Vega 12 with the new Aquabolt and higher clocks are perfect recipes to kick another round of Vega dust ;)
 
SUPER SINGLE INSTRUCTION MULTIPLE DATA (SUPER-SIMD) FOR GRAPHICS PROCESSING UNIT (GPU) COMPUTING
A super single instruction, multiple data (SIMD) computing structure and a method of executing instructions in the super-SIMD is disclosed. The super-SIMD structure is capable of executing more than one instruction from a single or multiple thread and includes a plurality of vector general purpose registers (VGPRs), a first arithmetic logic unit (ALU), the first ALU coupled to the plurality of VGPRs, a second ALU, the second ALU coupled to the plurality of VGPRs, and a destination cache (Do$) that is coupled via bypass and forwarding logic to the first ALU, the second ALU and receiving an output of the first ALU and the second ALU. The Do$ holds multiple instructions results to extend an operand by-pass network to save read and write transactions power. A compute unit (CU) and a small CU including a plurality of super-SIMDs are also disclosed.

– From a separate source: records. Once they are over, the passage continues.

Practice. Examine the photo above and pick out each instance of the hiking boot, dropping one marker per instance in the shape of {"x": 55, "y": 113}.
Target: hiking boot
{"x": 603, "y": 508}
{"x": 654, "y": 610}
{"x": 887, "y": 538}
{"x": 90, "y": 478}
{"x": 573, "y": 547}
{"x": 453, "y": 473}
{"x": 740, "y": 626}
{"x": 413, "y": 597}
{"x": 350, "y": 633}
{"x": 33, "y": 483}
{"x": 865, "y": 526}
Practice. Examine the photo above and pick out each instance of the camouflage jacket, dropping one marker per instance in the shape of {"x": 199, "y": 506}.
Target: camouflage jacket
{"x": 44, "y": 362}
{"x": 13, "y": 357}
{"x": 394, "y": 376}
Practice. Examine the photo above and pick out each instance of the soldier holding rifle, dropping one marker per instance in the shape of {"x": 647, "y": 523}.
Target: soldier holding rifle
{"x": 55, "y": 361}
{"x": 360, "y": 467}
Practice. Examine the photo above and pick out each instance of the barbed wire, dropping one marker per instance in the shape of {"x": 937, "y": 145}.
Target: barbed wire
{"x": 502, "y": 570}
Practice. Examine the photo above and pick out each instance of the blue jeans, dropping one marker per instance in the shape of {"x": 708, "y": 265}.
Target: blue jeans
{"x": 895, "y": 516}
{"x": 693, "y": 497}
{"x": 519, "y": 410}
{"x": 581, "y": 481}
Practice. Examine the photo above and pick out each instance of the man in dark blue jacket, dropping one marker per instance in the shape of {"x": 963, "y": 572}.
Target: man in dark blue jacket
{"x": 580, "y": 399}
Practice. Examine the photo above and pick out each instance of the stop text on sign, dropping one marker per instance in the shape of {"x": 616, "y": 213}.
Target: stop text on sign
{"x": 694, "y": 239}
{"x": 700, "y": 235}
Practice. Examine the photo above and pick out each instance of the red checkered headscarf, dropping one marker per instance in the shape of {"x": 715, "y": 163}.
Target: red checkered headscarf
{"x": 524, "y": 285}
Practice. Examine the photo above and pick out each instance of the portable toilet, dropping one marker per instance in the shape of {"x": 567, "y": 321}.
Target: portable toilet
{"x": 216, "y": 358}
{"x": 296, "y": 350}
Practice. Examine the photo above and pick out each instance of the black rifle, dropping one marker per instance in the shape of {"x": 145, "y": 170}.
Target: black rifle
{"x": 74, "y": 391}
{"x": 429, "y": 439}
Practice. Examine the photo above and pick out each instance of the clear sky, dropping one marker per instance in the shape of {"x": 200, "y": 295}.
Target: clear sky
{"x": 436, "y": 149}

No idea if these are Vega or not, but currently published so running with it.
 
Interestingly
I found this line in vega12_processpptables.c
#define VEGA12_ENGINECLOCK_HARDMAX 198000
Engine Clock hard Limit is 198000/100 Mhz = 1.98 GHz
This value is used in the overdrive engineClock limit calculation. It is read via SMC for Vega 10 and others, probably it is temporary.

From my experience with the code on the RR and Vega 10 last year on how it eventually matches the HW, I would say it is most likely indicative of their target.

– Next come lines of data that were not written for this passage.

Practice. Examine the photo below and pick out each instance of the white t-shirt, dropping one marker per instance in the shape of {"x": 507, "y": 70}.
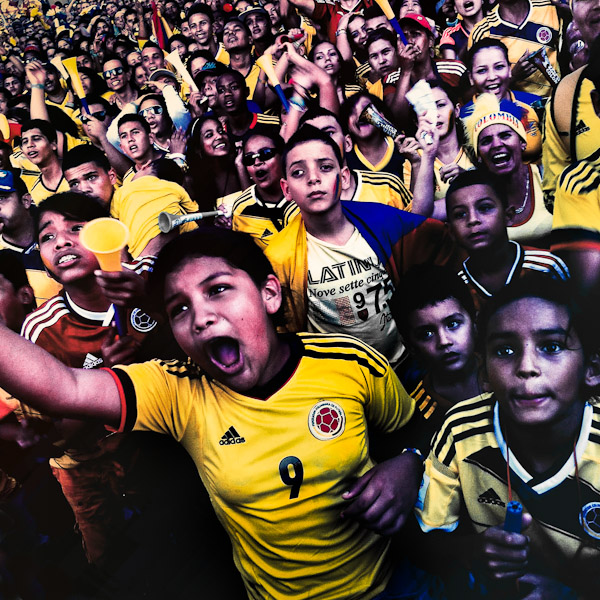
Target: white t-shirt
{"x": 349, "y": 292}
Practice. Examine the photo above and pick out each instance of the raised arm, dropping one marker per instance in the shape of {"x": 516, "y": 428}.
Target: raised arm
{"x": 38, "y": 379}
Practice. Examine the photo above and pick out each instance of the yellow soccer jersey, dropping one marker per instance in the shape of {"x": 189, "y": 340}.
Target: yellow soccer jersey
{"x": 579, "y": 141}
{"x": 381, "y": 187}
{"x": 39, "y": 192}
{"x": 252, "y": 215}
{"x": 252, "y": 80}
{"x": 541, "y": 29}
{"x": 139, "y": 202}
{"x": 466, "y": 470}
{"x": 276, "y": 468}
{"x": 576, "y": 222}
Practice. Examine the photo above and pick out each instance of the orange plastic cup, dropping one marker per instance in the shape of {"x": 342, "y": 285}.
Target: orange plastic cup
{"x": 106, "y": 238}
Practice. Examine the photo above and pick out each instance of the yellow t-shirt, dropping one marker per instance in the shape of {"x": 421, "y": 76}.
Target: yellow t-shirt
{"x": 139, "y": 202}
{"x": 275, "y": 470}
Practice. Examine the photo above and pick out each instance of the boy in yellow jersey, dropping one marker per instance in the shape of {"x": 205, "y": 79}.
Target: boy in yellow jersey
{"x": 436, "y": 318}
{"x": 39, "y": 143}
{"x": 276, "y": 425}
{"x": 259, "y": 210}
{"x": 534, "y": 442}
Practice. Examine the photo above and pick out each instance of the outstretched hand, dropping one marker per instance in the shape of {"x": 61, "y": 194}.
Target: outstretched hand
{"x": 382, "y": 498}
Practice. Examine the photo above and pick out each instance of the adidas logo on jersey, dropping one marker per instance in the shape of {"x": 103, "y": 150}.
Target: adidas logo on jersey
{"x": 91, "y": 361}
{"x": 581, "y": 128}
{"x": 490, "y": 497}
{"x": 230, "y": 437}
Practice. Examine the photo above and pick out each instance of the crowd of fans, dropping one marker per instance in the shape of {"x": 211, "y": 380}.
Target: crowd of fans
{"x": 374, "y": 327}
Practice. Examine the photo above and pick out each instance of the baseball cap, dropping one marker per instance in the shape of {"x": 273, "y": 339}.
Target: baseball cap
{"x": 419, "y": 19}
{"x": 255, "y": 8}
{"x": 7, "y": 181}
{"x": 161, "y": 73}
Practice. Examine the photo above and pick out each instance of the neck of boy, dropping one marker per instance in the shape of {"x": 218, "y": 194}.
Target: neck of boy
{"x": 449, "y": 147}
{"x": 87, "y": 294}
{"x": 491, "y": 266}
{"x": 239, "y": 122}
{"x": 331, "y": 226}
{"x": 514, "y": 12}
{"x": 374, "y": 147}
{"x": 270, "y": 195}
{"x": 540, "y": 448}
{"x": 22, "y": 237}
{"x": 349, "y": 193}
{"x": 51, "y": 173}
{"x": 458, "y": 385}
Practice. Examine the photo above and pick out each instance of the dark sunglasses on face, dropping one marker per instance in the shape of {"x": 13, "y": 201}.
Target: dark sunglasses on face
{"x": 100, "y": 115}
{"x": 155, "y": 110}
{"x": 113, "y": 73}
{"x": 263, "y": 155}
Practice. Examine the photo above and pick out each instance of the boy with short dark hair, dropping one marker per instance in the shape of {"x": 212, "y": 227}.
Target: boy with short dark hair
{"x": 341, "y": 261}
{"x": 478, "y": 217}
{"x": 436, "y": 318}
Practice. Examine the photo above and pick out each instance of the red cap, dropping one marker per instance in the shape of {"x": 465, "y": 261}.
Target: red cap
{"x": 419, "y": 19}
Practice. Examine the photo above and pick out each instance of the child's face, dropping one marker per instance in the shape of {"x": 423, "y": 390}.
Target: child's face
{"x": 534, "y": 362}
{"x": 221, "y": 319}
{"x": 443, "y": 336}
{"x": 476, "y": 217}
{"x": 61, "y": 251}
{"x": 313, "y": 177}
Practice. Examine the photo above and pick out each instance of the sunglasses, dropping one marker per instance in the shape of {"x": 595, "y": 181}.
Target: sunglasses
{"x": 155, "y": 110}
{"x": 262, "y": 155}
{"x": 100, "y": 115}
{"x": 113, "y": 73}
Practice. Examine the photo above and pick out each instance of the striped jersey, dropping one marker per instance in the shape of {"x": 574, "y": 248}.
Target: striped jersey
{"x": 260, "y": 219}
{"x": 576, "y": 224}
{"x": 540, "y": 29}
{"x": 276, "y": 461}
{"x": 527, "y": 261}
{"x": 466, "y": 478}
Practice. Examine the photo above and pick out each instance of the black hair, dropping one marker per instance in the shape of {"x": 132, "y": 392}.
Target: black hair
{"x": 238, "y": 249}
{"x": 381, "y": 34}
{"x": 48, "y": 130}
{"x": 13, "y": 269}
{"x": 537, "y": 285}
{"x": 308, "y": 133}
{"x": 314, "y": 112}
{"x": 19, "y": 184}
{"x": 134, "y": 118}
{"x": 477, "y": 177}
{"x": 486, "y": 42}
{"x": 426, "y": 285}
{"x": 71, "y": 205}
{"x": 200, "y": 9}
{"x": 83, "y": 154}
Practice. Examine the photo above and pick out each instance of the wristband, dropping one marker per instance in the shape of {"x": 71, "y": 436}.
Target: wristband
{"x": 414, "y": 451}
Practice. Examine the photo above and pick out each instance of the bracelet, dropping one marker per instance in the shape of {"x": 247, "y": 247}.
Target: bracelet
{"x": 298, "y": 103}
{"x": 414, "y": 451}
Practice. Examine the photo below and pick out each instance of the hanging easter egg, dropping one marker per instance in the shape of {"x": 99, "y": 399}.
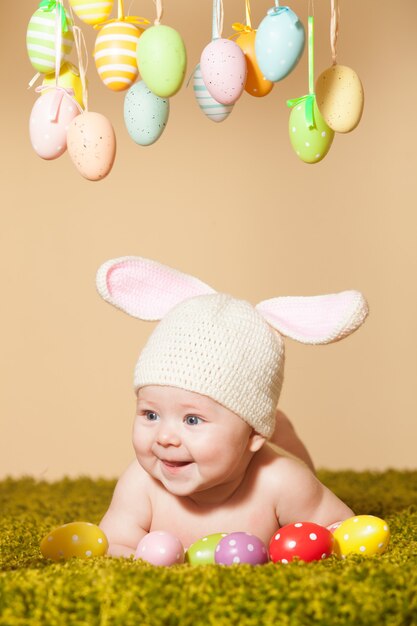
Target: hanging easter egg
{"x": 362, "y": 534}
{"x": 279, "y": 43}
{"x": 69, "y": 78}
{"x": 310, "y": 136}
{"x": 115, "y": 54}
{"x": 92, "y": 145}
{"x": 41, "y": 37}
{"x": 213, "y": 110}
{"x": 160, "y": 548}
{"x": 50, "y": 118}
{"x": 77, "y": 539}
{"x": 162, "y": 60}
{"x": 303, "y": 540}
{"x": 256, "y": 83}
{"x": 202, "y": 551}
{"x": 340, "y": 98}
{"x": 92, "y": 11}
{"x": 145, "y": 114}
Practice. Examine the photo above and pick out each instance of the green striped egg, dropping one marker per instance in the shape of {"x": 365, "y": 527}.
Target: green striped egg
{"x": 40, "y": 40}
{"x": 215, "y": 111}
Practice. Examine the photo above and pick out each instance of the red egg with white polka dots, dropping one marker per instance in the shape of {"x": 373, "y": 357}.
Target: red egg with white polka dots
{"x": 304, "y": 540}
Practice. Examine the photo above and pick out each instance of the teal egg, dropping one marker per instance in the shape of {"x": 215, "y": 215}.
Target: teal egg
{"x": 145, "y": 114}
{"x": 162, "y": 60}
{"x": 310, "y": 144}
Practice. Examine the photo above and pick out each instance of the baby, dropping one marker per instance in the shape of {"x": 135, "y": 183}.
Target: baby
{"x": 208, "y": 382}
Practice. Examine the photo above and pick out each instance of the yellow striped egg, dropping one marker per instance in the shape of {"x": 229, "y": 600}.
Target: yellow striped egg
{"x": 80, "y": 539}
{"x": 41, "y": 38}
{"x": 115, "y": 54}
{"x": 92, "y": 11}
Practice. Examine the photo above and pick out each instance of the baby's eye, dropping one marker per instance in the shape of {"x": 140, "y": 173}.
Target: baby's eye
{"x": 193, "y": 420}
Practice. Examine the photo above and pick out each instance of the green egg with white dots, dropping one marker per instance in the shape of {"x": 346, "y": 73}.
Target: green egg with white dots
{"x": 311, "y": 144}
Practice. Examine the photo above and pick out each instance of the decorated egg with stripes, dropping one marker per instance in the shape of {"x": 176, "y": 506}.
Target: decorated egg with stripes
{"x": 213, "y": 110}
{"x": 41, "y": 39}
{"x": 115, "y": 54}
{"x": 92, "y": 11}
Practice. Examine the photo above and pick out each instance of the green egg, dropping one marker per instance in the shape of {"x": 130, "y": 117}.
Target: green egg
{"x": 310, "y": 144}
{"x": 162, "y": 60}
{"x": 202, "y": 551}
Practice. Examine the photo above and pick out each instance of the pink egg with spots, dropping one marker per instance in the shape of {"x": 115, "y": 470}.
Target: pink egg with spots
{"x": 51, "y": 115}
{"x": 239, "y": 548}
{"x": 223, "y": 68}
{"x": 160, "y": 548}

What is this value for Vega 10 and Raven Ridge?

I'm starting to wonder if Vega 12 isn't a big Vega refresh with higher clocks all around (due to hardware debugging and 12LP) instead of Vega M.


SUPER SINGLE INSTRUCTION MULTIPLE DATA (SUPER-SIMD) FOR GRAPHICS PROCESSING UNIT (GPU) COMPUTING


No idea if these are Vega or not, but currently published so running with it.
Sounds like post-Navi..
 
What's the difference with VLIW? I'm not knowledgeable at all, but the description sounds a lot like what I always thought that VLIW is.